Comment créer un design system accessible et évolutif pour une petite équipe produit

Créer un design system accessible et évolutif quand on est une petite équipe produit paraît souvent hors de portée : manque de temps, ressources limitées, priorités produit qui changent au quotidien. Pourtant, un design system bien pensé n'est pas un luxe réservé aux grandes entreprises — c’est un accélérateur de qualité et d’autonomie qui, à moyen terme, économise du temps et diminue la dette technique. Je détaille ici une méthode pragmatique que j'ai testée et adaptée à des équipes de 3 à 8 personnes, avec des outils courants comme Figma, Storybook, React et quelques utilitaires CSS.

Commencer par ce qui compte : principes et objectifs

Avant de créer des tokens ou des composants, définissez 3 à 5 principes qui orienteront toutes les décisions. Pour un design system accessible et évolutif, je recommande par exemple :

  • Accessibilité : respecter WCAG 2.1 AA comme minimum, prioriser le contraste, la navigation clavier et les rôles ARIA.
  • Clarté : composants prévisibles et comportement documenté.
  • Performance : éviter les styles lourds et privilégier la modularité.
  • Scalabilité : faciliter l'extension sans casser l'existant.
  • Autonomie : rendre facile l'utilisation du design system par développeurs et product owners.
  • Ces principes servent de garde-fous : quand un choix technique ou esthétique divise, retournez-y.

    Design tokens : la base du système

    Les design tokens sont le langage commun entre designers et développeurs. Pour une petite équipe, je conseille de commencer par un set réduit et pragmatique :

  • Couleurs : palette primaire, secondaire, états (hover/active/disabled), et tokens pour le texte/fond.
  • Typographie : familles, tailles, interlignes, poids et échelles (h1, h2, body-1).
  • Espacements : échelle modulaire (4px, 8px, 16px…)
  • Rayons, ombres, bordures
  • Stockez ces tokens dans un format réutilisable (JSON ou YAML). Outils recommandés : Figma Tokens plugin pour synchroniser avec Figma, style-dictionary pour transformer les tokens en variables CSS, SCSS, JS, iOS/Android. Conserver un dépôt unique (monorepo ou package npm privé) qui expose les tokens évite les dérives entre design et code.
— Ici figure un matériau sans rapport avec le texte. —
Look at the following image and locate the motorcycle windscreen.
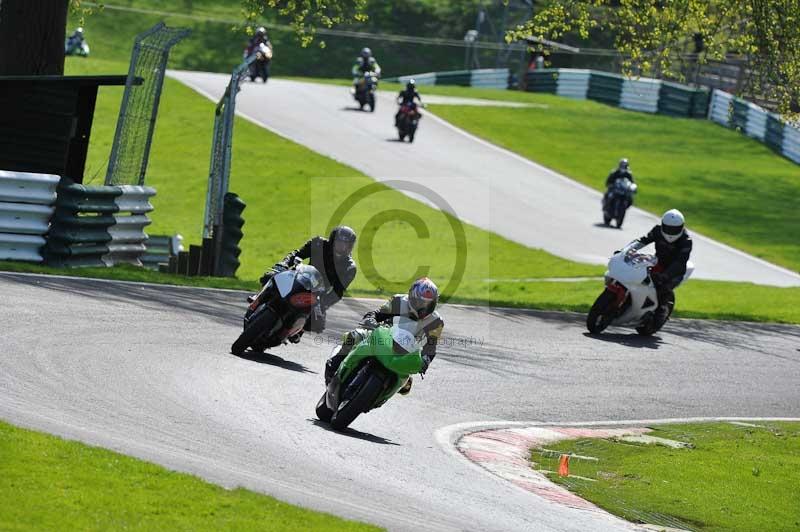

    Construire des composants atomiques et accessiblité dès le départ

    Je privilégie l'approche atomique : atoms → molecules → organisms. Pour une petite équipe, limitez-vous aux composants essentiels au départ : boutons, inputs, cards, modals, forms, nav. Chaque composant doit contenir :

  • Un fichier UI dans Figma (variantes et états).
  • Un composant réutilisable en code (React/Vue) avec props claires.
  • Tests d’accessibilité et visuels (Storybook + axe-core).
  • Accessibilité pratique : ajoutez systématiquement les attributs ARIA pertinents, prévoyez les états focus visibles, vérifiez la navigation clavier (tab order) et implémentez des rôles sémantiques. Par exemple, un composant Modal doit gérer le focus trap, restaurer le focus après fermeture, et être lisible par les lecteurs d’écran.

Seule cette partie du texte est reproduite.